By Nancy Merrill and Trip Hart
Four articles by Honor My Wishes (HMW) will focus on the stewardship of planning for end of life and highlights the HMW personal planning guidebook. The HMW guidebook is available on our website. Difficult conversations are easier to deal with while we are healthy, before the need to address them is forced by circumstances. HMW, a local non-profit organization, has been providing education since 2002 on preparing medical directives (Dignity) organizing legal and financial information (Security), and recording funeral or final arrangement wishes (Peace) through offering our comprehensive planning guidebook. Our hope is to motivate all adults in our state to get on the right track and determine what their wishes are and have them honored. Take this opportunity make end of life issues a part of our normal conversation.

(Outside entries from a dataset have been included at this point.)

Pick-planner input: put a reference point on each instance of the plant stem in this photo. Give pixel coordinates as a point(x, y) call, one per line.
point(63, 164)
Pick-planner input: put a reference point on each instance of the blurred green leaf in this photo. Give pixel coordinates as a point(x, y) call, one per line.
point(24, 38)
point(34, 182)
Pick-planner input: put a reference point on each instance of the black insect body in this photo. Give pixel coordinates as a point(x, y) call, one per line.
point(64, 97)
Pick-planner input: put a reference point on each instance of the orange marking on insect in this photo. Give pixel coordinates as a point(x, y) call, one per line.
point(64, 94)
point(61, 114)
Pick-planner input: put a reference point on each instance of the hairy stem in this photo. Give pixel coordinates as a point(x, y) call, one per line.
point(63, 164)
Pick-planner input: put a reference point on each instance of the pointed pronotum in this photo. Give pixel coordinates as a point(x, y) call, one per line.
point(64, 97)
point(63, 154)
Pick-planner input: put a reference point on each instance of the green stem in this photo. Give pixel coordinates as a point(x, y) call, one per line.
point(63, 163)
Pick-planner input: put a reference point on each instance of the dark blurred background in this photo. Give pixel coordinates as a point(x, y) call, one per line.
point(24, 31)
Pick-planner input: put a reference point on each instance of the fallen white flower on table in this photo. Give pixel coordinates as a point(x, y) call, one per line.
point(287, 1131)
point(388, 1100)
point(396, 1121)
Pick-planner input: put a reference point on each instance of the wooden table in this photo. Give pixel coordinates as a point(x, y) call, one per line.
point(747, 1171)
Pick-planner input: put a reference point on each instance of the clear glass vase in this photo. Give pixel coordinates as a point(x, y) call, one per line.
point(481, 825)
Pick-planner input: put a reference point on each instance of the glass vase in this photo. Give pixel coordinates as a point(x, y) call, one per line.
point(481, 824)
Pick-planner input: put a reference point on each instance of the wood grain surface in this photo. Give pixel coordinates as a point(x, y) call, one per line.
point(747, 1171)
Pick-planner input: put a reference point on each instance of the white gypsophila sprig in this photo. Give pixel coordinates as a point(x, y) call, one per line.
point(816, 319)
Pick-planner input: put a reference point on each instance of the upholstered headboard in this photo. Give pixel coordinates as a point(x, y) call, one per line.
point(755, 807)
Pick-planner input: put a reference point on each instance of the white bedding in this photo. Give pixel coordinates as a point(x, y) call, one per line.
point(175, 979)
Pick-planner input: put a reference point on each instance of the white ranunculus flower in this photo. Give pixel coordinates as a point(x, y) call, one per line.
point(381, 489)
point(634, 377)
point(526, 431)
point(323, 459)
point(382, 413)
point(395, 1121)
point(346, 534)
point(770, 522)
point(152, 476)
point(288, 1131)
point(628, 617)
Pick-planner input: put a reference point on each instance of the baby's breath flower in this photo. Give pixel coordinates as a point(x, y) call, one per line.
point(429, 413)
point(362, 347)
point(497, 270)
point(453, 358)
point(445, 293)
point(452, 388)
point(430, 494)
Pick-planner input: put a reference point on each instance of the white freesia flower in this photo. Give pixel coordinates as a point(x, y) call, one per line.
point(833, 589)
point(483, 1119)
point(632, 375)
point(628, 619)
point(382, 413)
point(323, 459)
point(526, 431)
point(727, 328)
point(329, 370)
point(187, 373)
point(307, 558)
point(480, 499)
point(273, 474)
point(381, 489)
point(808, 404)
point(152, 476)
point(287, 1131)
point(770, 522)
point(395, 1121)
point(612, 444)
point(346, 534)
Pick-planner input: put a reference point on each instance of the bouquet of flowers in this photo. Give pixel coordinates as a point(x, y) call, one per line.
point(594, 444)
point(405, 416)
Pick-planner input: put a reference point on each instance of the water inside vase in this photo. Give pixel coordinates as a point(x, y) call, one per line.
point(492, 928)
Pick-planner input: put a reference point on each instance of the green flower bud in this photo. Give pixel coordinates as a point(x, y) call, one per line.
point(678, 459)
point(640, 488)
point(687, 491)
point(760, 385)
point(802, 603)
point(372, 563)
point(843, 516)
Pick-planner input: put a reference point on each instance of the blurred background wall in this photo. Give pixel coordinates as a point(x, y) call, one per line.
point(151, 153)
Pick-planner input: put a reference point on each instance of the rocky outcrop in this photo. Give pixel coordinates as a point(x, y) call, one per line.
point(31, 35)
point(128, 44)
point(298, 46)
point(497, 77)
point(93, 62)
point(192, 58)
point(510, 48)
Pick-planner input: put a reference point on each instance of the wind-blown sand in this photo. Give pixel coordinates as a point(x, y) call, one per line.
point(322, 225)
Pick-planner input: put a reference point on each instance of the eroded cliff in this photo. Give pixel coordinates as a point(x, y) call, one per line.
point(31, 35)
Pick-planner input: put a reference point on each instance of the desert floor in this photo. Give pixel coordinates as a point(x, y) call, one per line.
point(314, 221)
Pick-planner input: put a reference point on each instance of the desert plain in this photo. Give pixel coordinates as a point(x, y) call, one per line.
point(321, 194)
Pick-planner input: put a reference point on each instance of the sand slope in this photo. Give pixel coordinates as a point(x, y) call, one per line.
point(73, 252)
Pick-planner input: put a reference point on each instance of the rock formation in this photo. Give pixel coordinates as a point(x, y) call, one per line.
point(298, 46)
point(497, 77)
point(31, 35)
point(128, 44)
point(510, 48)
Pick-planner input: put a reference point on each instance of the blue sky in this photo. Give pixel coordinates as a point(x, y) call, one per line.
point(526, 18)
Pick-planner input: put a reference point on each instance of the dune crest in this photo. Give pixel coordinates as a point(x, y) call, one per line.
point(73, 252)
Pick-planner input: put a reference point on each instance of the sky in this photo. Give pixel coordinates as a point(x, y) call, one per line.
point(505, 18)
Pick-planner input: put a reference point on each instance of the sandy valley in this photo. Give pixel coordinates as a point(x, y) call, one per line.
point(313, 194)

In 2005, the court ordered removal of Terri Schiavo’s artificial feeding tube that had sustained her persistent vegetative state for 15 years. Her death generated bitter disagreements over her care and became a national religious, political and ethical debate. No one will ever know what Terri’s wishes would have been had she been able to voice them. However, it’s hard to imagine that she would have chosen to become the poster child for both sides of a debate spectrum regarding end of life.
Dignity: No one wants to become the next Schiavo case. Whether you disagree or support the courts’ decisions, few people would choose to have their family fighting over their care, or the courts and Congress becoming involved. So how do we have the conversations and make the necessary plans to ensure our personal values and wishes are honored? The Dignity section of the HMW guidebook and the second article explore the best way to avoid a Schiavo scenario.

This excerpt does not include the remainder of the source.